Di sicuro c'è uno spazio lasciato sguarnito dal Movimento 5 stelle quando Conte ha deciso, pur tra mille cautele e distinguo, di proseguire l'avventura della strana alleanza con i dem di Zingaretti. Quel "a Roma voterò Roberto Gualtieri" pronunciato dall'ex premier non va giù a molti nostalgici della prima ora. Non risultano particolari sintonie o contatti tra Di Battista e l'ormai ex sindaca di Roma Virginia Raggi, con la quale però i rapporti sono sempre rimasti amichevoli. Di Battista va per conto suo, con un fedele drappello tra cui l'ex ministra e attuale senatrice Barbara Lezzi. A Siena ci sarà l'ex sottosegretario all'Economia Alessio Villarosa, vicino a Di Battista è anche il presidente della Commissione parlamentare Antimafia Nicola Morra. Un ruolo nel ritorno potrebbe averlo anche Ignazio Corrao, ex capo delegazione del M5s al Parlamento europeo.

Forse un minimo margine di manovra c'è, se si guarda a Gianluigi Paragone con il suo sorprendente 3 per cento a Milano e la sola lista civica di Virginia Raggi al 4 per cento a Roma e, più in generale una parte di base che non vedrebbe di cattivo occhio un ritorno ai "vaffa" (o almeno all'opposizione).

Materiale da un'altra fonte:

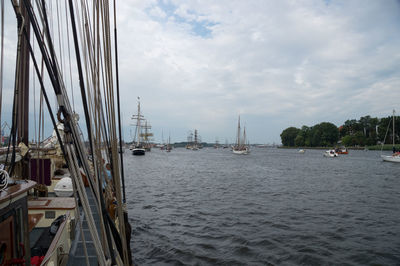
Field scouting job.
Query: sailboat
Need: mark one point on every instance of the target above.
(240, 146)
(395, 157)
(138, 147)
(36, 226)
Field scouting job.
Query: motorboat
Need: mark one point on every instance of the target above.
(331, 154)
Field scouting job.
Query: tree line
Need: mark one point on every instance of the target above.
(362, 132)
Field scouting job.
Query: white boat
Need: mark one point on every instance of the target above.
(241, 147)
(395, 157)
(331, 154)
(64, 188)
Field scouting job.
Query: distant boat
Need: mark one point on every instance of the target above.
(395, 157)
(193, 145)
(331, 154)
(240, 146)
(342, 150)
(137, 146)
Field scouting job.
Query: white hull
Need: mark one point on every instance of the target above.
(138, 151)
(64, 187)
(391, 158)
(330, 154)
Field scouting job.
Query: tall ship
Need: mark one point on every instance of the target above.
(146, 136)
(241, 147)
(395, 157)
(138, 145)
(62, 198)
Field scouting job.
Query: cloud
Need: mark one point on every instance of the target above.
(291, 62)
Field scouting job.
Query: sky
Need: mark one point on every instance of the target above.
(201, 64)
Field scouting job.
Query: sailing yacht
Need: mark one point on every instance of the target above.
(37, 227)
(395, 157)
(138, 147)
(240, 146)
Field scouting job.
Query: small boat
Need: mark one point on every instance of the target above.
(395, 157)
(331, 154)
(240, 147)
(138, 147)
(138, 151)
(64, 188)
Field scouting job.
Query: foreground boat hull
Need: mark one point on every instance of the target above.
(391, 158)
(138, 151)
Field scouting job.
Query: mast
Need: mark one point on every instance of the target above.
(238, 133)
(138, 130)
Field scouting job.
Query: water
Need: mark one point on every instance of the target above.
(274, 206)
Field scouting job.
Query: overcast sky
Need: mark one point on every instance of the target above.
(201, 64)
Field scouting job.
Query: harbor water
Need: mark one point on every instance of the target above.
(271, 207)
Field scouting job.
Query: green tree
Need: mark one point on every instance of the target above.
(289, 135)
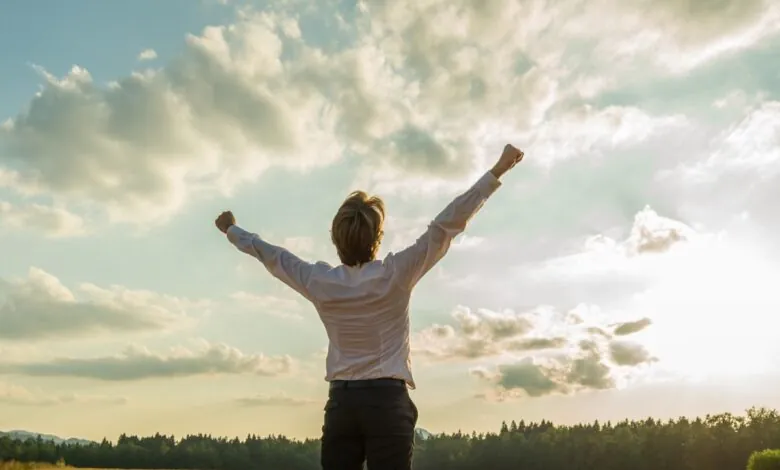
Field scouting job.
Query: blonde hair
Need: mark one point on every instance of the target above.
(357, 228)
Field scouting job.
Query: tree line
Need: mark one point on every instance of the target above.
(724, 442)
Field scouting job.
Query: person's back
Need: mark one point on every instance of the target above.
(364, 305)
(366, 316)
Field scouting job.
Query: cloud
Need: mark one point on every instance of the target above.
(139, 363)
(41, 307)
(281, 307)
(20, 396)
(423, 106)
(147, 54)
(50, 221)
(273, 400)
(542, 332)
(628, 354)
(738, 175)
(582, 370)
(631, 327)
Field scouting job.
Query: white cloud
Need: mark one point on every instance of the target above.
(147, 54)
(41, 307)
(283, 307)
(139, 363)
(49, 221)
(273, 400)
(708, 296)
(419, 101)
(17, 395)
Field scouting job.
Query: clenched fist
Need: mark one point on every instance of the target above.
(225, 221)
(510, 157)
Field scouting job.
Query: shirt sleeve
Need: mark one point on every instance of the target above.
(412, 263)
(282, 264)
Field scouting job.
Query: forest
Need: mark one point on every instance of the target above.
(723, 442)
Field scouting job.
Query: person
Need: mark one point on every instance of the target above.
(363, 304)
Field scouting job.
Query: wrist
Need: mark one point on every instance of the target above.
(498, 171)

"Io non mi sono mai piegato a questo sistema politico scegliendo di metter davanti a tutto (anche alla mia convenienza) le nostre idee", ha scritto su Facebook Di Battista. "Ho sempre ritenuto il bipolarismo una truffa. I due grandi schieramenti, sapendo che primo uno e poi l'altro (secondo il principio dell'alternanza) andranno al potere, evitano di pestarsi troppo i piedi. O meglio, fanno finta di farlo. Litigano sulle scemenze salvo poi avallare tutti insieme appassionatamente riforme della giustizia, tagli allo stato sociale, missioni militari all'estero mascherate da missioni di pace, sperpero di denaro pubblico, aumento di privilegi, prebende, regalie alla politica, nomine", sottolinea. "Il governo dell'assembramento (dicono che sia una parentesi ma ci sono fior di politici che sperano nella sua prosecuzione anche dopo il 2023) ne è una conferma". Forse all'eventualità di una prosecuzione delle larghissime intese in aeternum ci spera anche per primo lo stesso "Dibba". In quel caso il vuoto lasciato dal primo M5s sarebbe più evidente. 

Fonderà un suo partito?

Impossibile sapere se deciderà davvero di fondare qualcosa di tutto suo. C'è chi ci scommette. Lui, parole sue, "ha iniziato a combattere". Resta da capire quale sia l'obiettivo della battaglia e quali siano gli eventuali avversari: anche gli ex amici come Luigi Di Maio, Roberto Fico e Giuseppe Conte? La pazza idea, che qualcuno oggi ventila, di riunire il consenso e i voti dispersi per far risorgere il M5s, con un altro nome, in caso di future disfatte elettorali è affascinante, va detto. La politica esiste in quanto luogo delle relazioni fra più attori sociali intorno a temi che interessano la comunità di cui essi fanno parte. Sarà interessante capire quanto Di Battista sarà realmente in grado di porre i temi che gli stanno a cuore al centro dell'attenzione. O, più prosaicamente, vedere quanta gente ci sarà in piazza ad ascoltarlo. 

Chi scrive non ha particolari simpatie per Di Battista. Ma è inevitabile mettere l'accento su un punto specifico. In un'Italia, quella di fine 2021, guidata da un premier che va avanti come un treno, azzerando non nei modi, sempre super istituzionali, ma nei fatti, tutti i distinguo tra i partiti, l'astensione è alle stelle. La voglia di partecipazione alla cosa pubblica, ai minimi termini. Anche per questo un'eventuale piazza piena ad ascoltare l'ex parlamentare sarebbe una buona notizia. Il suo zampino nell'ascesa stratosferisca di consenso che ha caratterizzato il primo decennio di esistenza del M5s c'è stato, ed è forse stato sottovalutato. L'ironia social si scatena ogni volta che il "Dibba" torna sulla scena mediatica. A volte a ragione, a causa di strampalate sparate contro i poteri forti, un grande classico. Altre meno: stavolta sembra che Di Battista prima di altri abbia percepito il sottile, crescente, legittimo disagio di una buona parte dell'elettorato e di una piccola parte degli eletti M5s in vista di un'alleanza più stabile col Pd. Proprio quel Pd che, parola di Di Battista (a settembre 2019) è "il partito dei poteri forti".